Considering all the genomic data available from India, the I/A3i clade is represented in 446 genomes (22%) and represented from 17 of the 20 states from which the genomes originated. The geographical distribution and the proportion of the Clade I/A3i isolates are depicted in Figure 3. The states of Delhi, Telangana, Maharashtra, Karnataka, and Tamil Nadu have the highest proportions of this clade, followed by Haryana, Madhya Pradesh, West Bengal, Odisha, Uttar Pradesh, and Bihar (Supplementary Data 6).

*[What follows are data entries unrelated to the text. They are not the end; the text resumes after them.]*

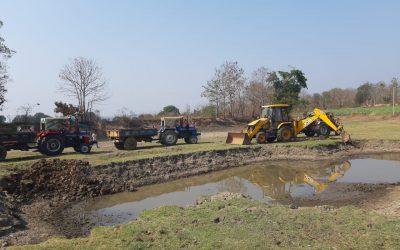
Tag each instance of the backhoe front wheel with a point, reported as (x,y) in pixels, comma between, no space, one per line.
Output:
(285,134)
(130,143)
(261,137)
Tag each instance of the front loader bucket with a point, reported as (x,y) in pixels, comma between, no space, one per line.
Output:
(238,138)
(345,137)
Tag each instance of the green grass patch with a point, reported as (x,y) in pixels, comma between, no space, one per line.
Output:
(242,224)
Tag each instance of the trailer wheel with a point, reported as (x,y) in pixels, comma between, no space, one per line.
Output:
(85,148)
(130,143)
(309,133)
(119,145)
(3,153)
(285,134)
(169,138)
(271,139)
(192,139)
(52,145)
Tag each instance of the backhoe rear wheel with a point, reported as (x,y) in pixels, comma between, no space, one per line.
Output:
(323,130)
(119,146)
(285,134)
(261,137)
(130,143)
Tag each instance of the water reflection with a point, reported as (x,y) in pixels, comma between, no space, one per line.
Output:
(278,182)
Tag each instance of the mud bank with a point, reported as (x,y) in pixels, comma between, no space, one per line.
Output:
(47,189)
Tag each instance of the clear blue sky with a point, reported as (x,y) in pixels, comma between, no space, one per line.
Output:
(155,53)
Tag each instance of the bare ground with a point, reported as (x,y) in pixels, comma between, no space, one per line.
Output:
(48,208)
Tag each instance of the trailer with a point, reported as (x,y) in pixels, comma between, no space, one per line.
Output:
(127,139)
(16,141)
(171,129)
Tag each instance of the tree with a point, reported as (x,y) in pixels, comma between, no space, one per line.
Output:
(83,80)
(288,85)
(259,91)
(364,95)
(2,119)
(170,110)
(5,54)
(226,88)
(65,109)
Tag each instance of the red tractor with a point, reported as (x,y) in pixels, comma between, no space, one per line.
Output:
(59,133)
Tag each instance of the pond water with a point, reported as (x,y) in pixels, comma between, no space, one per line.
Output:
(266,181)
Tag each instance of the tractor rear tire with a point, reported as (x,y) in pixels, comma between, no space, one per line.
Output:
(52,145)
(3,153)
(119,146)
(323,130)
(130,143)
(169,138)
(191,139)
(85,148)
(261,137)
(285,134)
(271,139)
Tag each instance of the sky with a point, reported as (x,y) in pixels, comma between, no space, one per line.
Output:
(156,53)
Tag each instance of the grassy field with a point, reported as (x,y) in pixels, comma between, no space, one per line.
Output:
(387,129)
(242,224)
(383,110)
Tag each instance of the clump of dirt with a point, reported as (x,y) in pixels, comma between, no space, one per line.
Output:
(67,180)
(9,218)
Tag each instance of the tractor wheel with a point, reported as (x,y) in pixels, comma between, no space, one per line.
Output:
(85,148)
(3,153)
(271,139)
(309,133)
(261,137)
(323,130)
(285,134)
(52,145)
(119,146)
(191,139)
(130,143)
(169,138)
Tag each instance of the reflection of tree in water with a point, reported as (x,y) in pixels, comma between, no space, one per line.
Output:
(277,182)
(233,184)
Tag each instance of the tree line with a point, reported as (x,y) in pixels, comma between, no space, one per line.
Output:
(231,94)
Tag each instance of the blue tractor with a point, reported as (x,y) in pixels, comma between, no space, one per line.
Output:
(179,127)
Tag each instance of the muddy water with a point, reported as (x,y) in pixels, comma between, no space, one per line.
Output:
(270,182)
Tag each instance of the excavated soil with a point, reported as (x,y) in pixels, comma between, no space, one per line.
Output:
(40,199)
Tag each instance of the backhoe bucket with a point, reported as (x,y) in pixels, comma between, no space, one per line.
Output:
(345,137)
(238,138)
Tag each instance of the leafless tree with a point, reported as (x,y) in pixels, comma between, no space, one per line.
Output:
(82,79)
(259,91)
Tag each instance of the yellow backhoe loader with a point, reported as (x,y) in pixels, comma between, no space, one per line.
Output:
(276,124)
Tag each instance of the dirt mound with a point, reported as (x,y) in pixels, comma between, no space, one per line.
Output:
(63,179)
(9,219)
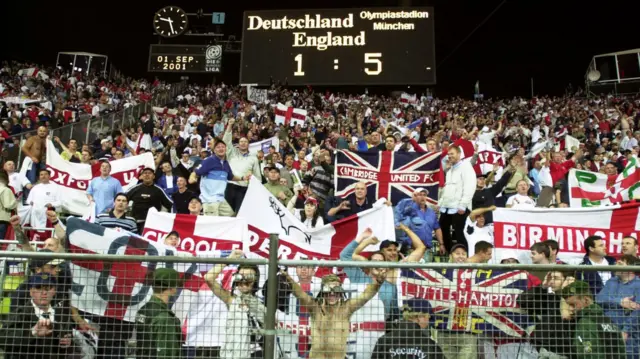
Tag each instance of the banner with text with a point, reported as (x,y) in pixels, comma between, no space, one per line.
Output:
(74,178)
(517,230)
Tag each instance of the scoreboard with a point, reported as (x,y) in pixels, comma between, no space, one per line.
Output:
(372,46)
(185,58)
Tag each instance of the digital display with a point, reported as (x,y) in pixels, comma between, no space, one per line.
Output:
(185,58)
(373,46)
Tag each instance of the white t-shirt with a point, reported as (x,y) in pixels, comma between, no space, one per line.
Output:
(605,276)
(18,181)
(521,202)
(477,234)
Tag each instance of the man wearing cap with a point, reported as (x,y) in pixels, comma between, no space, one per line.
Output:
(43,195)
(486,196)
(158,333)
(409,338)
(182,196)
(146,195)
(241,161)
(117,217)
(596,336)
(39,328)
(216,173)
(282,193)
(102,189)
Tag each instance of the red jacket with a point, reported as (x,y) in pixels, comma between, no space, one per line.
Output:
(559,170)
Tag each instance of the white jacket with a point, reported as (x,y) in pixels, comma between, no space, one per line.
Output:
(460,185)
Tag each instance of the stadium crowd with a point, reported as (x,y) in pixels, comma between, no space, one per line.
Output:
(201,149)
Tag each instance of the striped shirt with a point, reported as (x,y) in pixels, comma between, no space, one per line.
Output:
(109,220)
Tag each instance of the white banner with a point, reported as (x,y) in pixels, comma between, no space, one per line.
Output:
(119,289)
(264,145)
(73,178)
(517,230)
(257,95)
(265,214)
(198,233)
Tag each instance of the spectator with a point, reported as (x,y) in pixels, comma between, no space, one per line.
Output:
(69,152)
(216,172)
(167,181)
(38,328)
(246,312)
(241,161)
(281,192)
(146,195)
(36,149)
(103,189)
(117,218)
(409,338)
(339,208)
(158,333)
(595,335)
(618,299)
(455,201)
(595,247)
(7,203)
(42,196)
(182,196)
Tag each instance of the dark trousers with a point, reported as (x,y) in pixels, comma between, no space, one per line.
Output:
(456,222)
(113,336)
(235,195)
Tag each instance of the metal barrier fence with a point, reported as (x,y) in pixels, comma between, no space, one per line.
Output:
(86,129)
(137,306)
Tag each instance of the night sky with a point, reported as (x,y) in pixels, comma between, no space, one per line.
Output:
(551,41)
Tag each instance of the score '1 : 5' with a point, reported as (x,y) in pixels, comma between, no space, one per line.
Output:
(369,58)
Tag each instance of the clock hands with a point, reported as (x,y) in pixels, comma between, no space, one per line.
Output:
(170,24)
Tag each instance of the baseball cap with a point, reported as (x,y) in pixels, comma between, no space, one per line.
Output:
(459,245)
(312,201)
(42,279)
(387,243)
(41,262)
(166,278)
(148,169)
(576,288)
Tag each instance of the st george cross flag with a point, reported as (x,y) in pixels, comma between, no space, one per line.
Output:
(591,189)
(516,230)
(290,116)
(198,233)
(73,178)
(118,289)
(391,175)
(466,300)
(265,214)
(264,145)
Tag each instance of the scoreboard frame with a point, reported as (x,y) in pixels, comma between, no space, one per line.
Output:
(325,47)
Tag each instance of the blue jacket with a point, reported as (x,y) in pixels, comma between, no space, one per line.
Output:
(610,297)
(593,278)
(388,293)
(421,223)
(162,183)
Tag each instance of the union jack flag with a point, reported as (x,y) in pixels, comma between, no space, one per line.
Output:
(478,301)
(391,175)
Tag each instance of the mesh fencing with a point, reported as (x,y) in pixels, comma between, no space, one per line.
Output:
(132,306)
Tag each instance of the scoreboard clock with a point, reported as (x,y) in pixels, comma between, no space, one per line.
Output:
(185,58)
(372,46)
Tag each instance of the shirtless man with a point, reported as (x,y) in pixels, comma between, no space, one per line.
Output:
(331,313)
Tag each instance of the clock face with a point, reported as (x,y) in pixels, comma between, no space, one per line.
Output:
(170,21)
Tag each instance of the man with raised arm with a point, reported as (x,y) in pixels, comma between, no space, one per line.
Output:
(331,312)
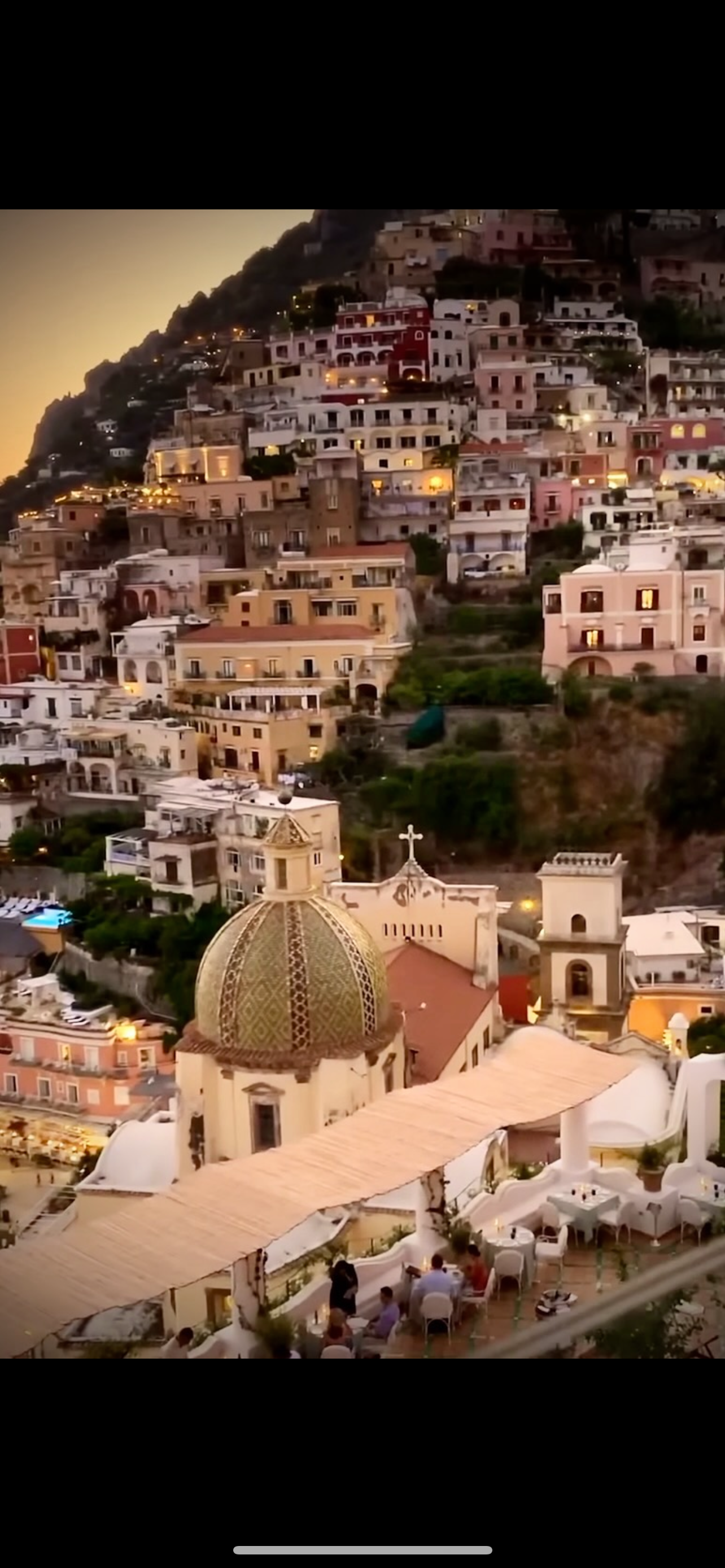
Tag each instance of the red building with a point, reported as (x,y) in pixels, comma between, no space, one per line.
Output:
(19,651)
(388,336)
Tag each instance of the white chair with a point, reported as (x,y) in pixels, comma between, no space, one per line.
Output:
(622,1219)
(550,1219)
(509,1266)
(553,1252)
(691,1216)
(437,1308)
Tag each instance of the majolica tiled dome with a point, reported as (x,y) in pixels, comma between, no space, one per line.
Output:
(289,982)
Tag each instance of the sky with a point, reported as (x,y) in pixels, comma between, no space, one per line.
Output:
(79,287)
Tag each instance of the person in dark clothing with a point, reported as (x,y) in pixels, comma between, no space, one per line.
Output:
(343,1288)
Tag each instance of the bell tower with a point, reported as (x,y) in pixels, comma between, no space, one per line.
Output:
(583,943)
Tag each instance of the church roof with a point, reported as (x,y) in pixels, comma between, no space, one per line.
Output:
(287,982)
(286,833)
(452,1006)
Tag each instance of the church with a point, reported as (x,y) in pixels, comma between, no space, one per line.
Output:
(311,1006)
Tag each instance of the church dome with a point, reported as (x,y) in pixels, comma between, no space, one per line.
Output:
(287,982)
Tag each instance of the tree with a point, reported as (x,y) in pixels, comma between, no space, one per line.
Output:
(430,555)
(689,791)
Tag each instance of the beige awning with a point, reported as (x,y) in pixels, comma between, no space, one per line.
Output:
(225,1211)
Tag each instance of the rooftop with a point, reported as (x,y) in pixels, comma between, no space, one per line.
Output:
(440,1002)
(657,935)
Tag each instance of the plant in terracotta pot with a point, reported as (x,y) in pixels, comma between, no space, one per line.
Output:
(650,1167)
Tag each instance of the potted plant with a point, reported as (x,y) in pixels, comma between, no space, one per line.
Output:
(650,1167)
(277,1335)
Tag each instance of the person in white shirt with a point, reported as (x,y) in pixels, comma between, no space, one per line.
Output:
(180,1346)
(434,1280)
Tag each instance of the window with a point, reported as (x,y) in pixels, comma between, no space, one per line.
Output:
(579,980)
(266,1122)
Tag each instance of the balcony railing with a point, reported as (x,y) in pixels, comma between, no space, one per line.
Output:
(621,648)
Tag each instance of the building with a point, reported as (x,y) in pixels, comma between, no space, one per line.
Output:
(294,1023)
(145,656)
(647,609)
(19,651)
(124,756)
(583,944)
(490,524)
(71,1068)
(270,682)
(203,838)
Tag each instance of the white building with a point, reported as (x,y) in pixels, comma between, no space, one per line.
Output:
(490,524)
(145,656)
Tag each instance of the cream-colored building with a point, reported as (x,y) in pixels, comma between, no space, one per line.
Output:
(203,838)
(297,648)
(294,1024)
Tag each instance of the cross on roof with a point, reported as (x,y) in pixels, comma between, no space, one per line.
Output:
(412,839)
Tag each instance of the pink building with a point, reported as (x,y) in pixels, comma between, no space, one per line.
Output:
(553,502)
(606,620)
(506,383)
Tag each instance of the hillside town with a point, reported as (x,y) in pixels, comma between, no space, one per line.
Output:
(361,816)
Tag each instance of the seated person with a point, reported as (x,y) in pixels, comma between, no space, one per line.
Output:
(338,1319)
(385,1319)
(476,1272)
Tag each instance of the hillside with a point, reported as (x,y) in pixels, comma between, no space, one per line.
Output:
(335,242)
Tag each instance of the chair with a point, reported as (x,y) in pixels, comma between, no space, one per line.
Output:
(437,1308)
(509,1266)
(622,1219)
(691,1216)
(550,1219)
(553,1252)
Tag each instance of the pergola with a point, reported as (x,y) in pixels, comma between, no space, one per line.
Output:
(225,1216)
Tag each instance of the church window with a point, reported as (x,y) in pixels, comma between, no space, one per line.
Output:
(266,1133)
(579,980)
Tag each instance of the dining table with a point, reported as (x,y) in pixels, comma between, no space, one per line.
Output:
(583,1206)
(512,1239)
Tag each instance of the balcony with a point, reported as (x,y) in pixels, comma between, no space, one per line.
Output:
(621,648)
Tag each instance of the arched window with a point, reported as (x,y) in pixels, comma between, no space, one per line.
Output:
(578,980)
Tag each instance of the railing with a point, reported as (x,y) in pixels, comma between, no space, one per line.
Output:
(621,648)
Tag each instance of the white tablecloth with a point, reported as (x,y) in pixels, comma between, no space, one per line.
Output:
(584,1210)
(504,1242)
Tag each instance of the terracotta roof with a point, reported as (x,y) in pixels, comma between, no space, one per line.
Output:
(224,1212)
(343,631)
(452,1006)
(360,553)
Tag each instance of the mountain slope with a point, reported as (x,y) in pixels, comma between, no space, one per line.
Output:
(337,240)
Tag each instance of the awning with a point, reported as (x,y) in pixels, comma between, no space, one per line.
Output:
(206,1222)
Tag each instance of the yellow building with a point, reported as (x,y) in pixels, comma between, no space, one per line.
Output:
(303,642)
(294,1024)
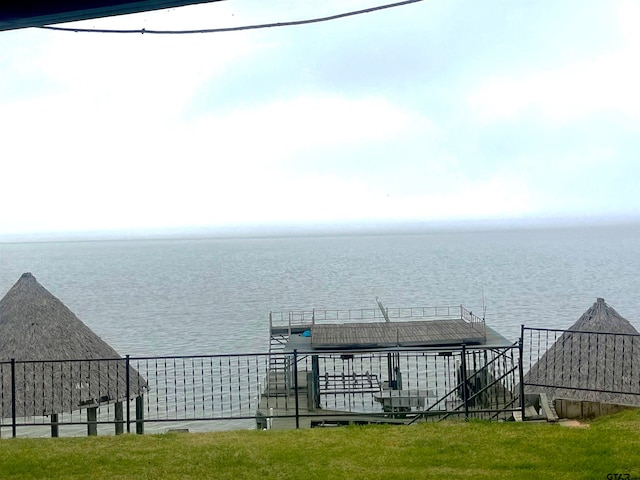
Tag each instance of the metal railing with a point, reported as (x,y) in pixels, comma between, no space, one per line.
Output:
(214,392)
(297,318)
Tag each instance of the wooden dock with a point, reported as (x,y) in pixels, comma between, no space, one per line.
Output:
(397,334)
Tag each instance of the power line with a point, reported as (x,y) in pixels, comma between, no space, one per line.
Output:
(236,29)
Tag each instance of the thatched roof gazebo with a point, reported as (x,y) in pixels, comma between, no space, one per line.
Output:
(60,364)
(596,360)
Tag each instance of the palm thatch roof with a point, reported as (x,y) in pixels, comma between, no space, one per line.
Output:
(60,364)
(597,359)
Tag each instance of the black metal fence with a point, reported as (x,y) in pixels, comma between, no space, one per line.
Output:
(283,390)
(591,366)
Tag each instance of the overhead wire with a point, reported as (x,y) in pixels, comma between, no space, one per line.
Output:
(238,28)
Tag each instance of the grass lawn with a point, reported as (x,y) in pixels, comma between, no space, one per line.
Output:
(610,445)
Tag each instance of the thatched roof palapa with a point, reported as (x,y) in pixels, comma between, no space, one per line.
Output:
(597,359)
(61,365)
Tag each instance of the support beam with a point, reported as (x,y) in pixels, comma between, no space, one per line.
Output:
(140,415)
(54,425)
(92,419)
(119,418)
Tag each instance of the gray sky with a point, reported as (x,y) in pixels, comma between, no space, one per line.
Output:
(440,110)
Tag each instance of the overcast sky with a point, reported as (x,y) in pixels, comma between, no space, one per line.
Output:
(439,110)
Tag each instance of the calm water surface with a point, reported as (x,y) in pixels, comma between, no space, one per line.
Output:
(207,296)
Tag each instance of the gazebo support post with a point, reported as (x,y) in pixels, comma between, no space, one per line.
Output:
(140,415)
(92,421)
(119,418)
(54,425)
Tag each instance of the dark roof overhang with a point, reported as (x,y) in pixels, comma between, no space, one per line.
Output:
(16,14)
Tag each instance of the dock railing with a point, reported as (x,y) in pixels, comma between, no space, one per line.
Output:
(298,318)
(240,391)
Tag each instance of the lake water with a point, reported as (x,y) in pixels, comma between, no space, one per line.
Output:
(208,296)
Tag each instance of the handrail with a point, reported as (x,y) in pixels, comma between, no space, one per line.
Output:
(314,316)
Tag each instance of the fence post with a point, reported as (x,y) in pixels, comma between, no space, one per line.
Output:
(521,370)
(295,386)
(13,398)
(465,393)
(128,391)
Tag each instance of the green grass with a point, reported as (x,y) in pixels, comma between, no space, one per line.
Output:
(444,450)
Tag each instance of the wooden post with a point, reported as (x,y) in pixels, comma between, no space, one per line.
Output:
(140,415)
(119,418)
(54,425)
(92,418)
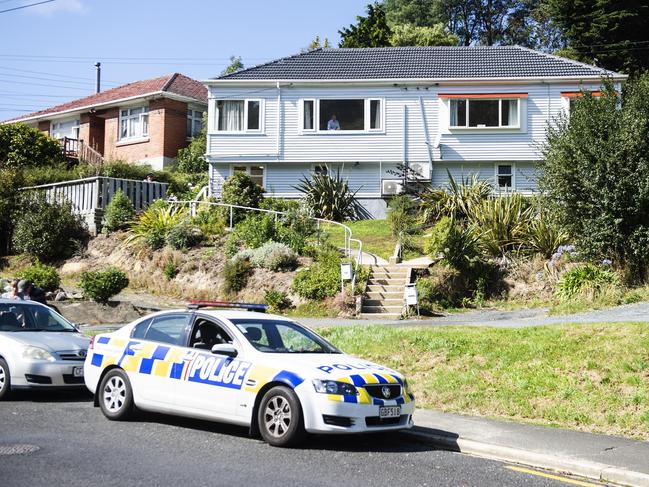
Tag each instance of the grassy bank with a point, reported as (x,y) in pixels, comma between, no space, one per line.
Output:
(586,377)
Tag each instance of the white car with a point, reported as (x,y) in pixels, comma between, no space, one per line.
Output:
(263,371)
(38,348)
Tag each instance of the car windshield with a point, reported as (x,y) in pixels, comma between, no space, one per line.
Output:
(276,336)
(20,316)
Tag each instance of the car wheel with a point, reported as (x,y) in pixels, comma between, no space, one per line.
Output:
(280,417)
(5,380)
(116,396)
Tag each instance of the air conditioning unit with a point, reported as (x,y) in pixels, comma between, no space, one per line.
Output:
(419,171)
(391,187)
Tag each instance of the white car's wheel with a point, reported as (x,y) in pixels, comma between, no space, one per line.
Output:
(5,380)
(280,417)
(116,395)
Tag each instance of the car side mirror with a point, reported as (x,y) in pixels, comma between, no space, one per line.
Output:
(226,349)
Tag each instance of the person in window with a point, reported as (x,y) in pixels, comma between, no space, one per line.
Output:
(333,124)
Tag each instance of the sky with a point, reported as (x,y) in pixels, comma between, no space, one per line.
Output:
(48,51)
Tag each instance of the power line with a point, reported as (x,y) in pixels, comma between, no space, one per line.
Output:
(26,6)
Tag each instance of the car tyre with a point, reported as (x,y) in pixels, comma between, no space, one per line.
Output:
(280,418)
(5,380)
(116,396)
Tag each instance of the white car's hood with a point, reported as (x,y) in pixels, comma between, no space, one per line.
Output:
(50,340)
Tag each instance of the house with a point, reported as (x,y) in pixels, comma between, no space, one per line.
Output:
(441,110)
(145,121)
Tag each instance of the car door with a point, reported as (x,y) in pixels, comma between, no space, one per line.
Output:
(212,383)
(153,356)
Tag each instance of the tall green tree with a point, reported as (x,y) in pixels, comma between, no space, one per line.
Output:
(609,33)
(370,31)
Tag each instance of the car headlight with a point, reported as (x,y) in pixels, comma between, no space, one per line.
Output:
(35,353)
(334,387)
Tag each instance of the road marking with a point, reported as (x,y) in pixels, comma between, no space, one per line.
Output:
(553,477)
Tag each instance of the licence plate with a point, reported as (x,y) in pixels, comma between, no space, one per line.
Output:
(389,412)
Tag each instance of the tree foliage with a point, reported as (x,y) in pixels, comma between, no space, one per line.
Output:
(596,176)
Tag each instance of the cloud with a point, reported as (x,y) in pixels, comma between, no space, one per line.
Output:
(75,6)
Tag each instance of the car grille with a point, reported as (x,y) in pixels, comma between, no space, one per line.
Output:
(376,390)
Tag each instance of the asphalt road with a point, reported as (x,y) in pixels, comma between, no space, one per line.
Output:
(78,446)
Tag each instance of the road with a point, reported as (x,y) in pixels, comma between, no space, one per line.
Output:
(78,446)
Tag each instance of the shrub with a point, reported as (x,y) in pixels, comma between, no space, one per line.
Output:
(277,301)
(23,146)
(43,276)
(329,197)
(183,236)
(235,275)
(48,230)
(119,212)
(103,285)
(585,278)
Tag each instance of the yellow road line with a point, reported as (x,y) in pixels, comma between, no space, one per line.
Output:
(553,477)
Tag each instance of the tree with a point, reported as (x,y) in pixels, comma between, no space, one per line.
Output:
(610,33)
(596,176)
(235,65)
(370,31)
(413,35)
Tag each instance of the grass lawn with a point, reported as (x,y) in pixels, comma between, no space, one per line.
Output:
(591,377)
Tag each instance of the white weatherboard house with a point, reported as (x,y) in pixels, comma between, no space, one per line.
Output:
(463,110)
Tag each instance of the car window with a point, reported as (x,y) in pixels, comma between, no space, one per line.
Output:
(168,329)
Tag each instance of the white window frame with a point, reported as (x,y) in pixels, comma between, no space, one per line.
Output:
(500,114)
(497,186)
(139,116)
(215,118)
(248,166)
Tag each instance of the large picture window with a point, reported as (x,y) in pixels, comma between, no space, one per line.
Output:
(238,115)
(484,113)
(133,123)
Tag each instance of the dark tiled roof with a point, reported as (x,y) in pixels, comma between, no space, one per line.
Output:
(418,63)
(172,83)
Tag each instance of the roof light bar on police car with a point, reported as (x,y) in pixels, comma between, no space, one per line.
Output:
(197,304)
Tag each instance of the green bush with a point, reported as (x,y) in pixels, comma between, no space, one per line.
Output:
(277,301)
(184,236)
(119,212)
(44,276)
(235,275)
(585,278)
(48,230)
(23,146)
(103,285)
(329,197)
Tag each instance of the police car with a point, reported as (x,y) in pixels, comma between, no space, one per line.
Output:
(248,368)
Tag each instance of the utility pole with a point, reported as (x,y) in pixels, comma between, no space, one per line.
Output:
(98,86)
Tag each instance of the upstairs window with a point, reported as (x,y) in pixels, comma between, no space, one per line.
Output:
(484,113)
(238,115)
(133,123)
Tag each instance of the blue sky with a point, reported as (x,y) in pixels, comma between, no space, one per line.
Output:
(47,52)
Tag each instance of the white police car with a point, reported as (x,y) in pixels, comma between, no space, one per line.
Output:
(246,368)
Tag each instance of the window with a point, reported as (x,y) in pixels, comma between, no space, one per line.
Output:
(168,329)
(505,176)
(133,123)
(194,122)
(256,173)
(483,113)
(238,115)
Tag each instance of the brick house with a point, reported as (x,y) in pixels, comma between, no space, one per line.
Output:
(145,121)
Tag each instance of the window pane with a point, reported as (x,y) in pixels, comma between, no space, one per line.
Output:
(509,115)
(308,115)
(458,113)
(253,115)
(483,113)
(342,114)
(375,114)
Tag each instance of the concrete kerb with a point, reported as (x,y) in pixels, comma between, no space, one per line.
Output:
(582,468)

Temporal Shifts in the Prevalent Clades

After the initial outbreak of coronavirus disease 2019 (COVID-19) in India, most of the samples collected in the months of March and April belonged to the I/A3i clade (Figure 4A). In fact, it was the predominant clade in almost all of the states where data were collected in March and April, with the exception of West Bengal and Gujarat. However, by late April and early May, a shift in the prevalent clade was observed. All states, except Delhi, showed an increased representation of the A2a clade (Figure 4B). It is interesting to note that in Gujarat, the most prominent clade remained A2a throughout the period of April to July, with meager representation of I/A3i and B4 clades. Odisha was a mixed bag during the month of May, with almost equal representation of I/A3i, A2a, and B4 clades. However, recent samples collected from Odisha in the month of June all belonged to A2a clade. Further sample collection and sequencing is needed to assess this shift in the predominance of clades reliably.

Figure 4.

Figure 4.

(A) A week-wise stacked bar displaying the proportion of clades across India, starting from the week of March 1, 2020. (B) A bubble plot depicting the change in the predominant clades with time in various states. X-axis indicates the date on which the sample was collected, and color indicates the clade. Only those states with collection data across at least 2 months are plotted.

Demographics of the Patients

Of the members in Clade I/A3i, 112 were male (70%) whereas 44 were female (27.5%). The mean age was 35.7 years (confidence interval [CI], 33.2–38.2 years). For A2a cluster, 761 were male (66.6%) and 353 were female (30.9%), whereas the mean age was 40.8 years (CI, 39.8–41.8 years). Although age and clinical outcomes were found to be significantly different between Clade I/A3i and other clades (P = .00042 and P = .000075, respectively), sex was not found to be significantly different between Clade I/A3i and the other clades (χ 2 = 0.68, P > .05). Patient details for the Indian samples as provided by GISAID are available in Supplementary Data 7.

DISCUSSION

Genomic evolution coupled with the appropriate tools such as genome sequencing provides a unique opportunity to understand the spread and evolution of pathogens [23, 24]. The emergence of COVID-19 as a global pandemic and the availability of the Open Data for SARS-CoV-2 genomes from across the globe facilitated by genomic databases such as GenBank and GISAID has truly opened up new opportunities to understand the pathogen and its spread and evolution at an unprecedented rate [4, 25]. Whole-genome sequencing of SARS-CoV-2 has also been extensively used in understanding epidemics at a macro- as well as microlevels, at hospitals [26].

In this report, we describe a distinct cluster of sequences from genomes of SARS-CoV-2 sequenced and deposited from multiple laboratories across India, which we classify as the I/A3i clade. This distinct cluster could not be classified into any of the 10 clade annotations as described by Nextstrain, and it was characterized by a unique combination of 4 variants that was shared by more than 95% of the isolates falling in the cluster. The cluster was predominantly found in genomes from India; although additional members could also be found from genomes deposited in other countries, they form a minor proportion of the genomes from the respective countries. As per Nextstrain, the Indian genomes constituted more than 30% of the global genomes for this cluster.

In-depth analysis of the genome cluster suggests a comparable rate of nucleotide substitutions with other predominant clades, although a gene-wise estimate of substitution suggests a distinct mode of evolution, driven by the Nucleocapsid (N) and Membrane (M) genes, and sparing of the Spike (S) gene in contrast to predominant diversity in the Spike (S) gene in A2a clade, the globally predominant clade [27]. However, it has not escaped our attention that host genetic factors could modulate the evolution of the virus genome, and without large-scale host genomic studies, the causal relationships cannot be conclusively established.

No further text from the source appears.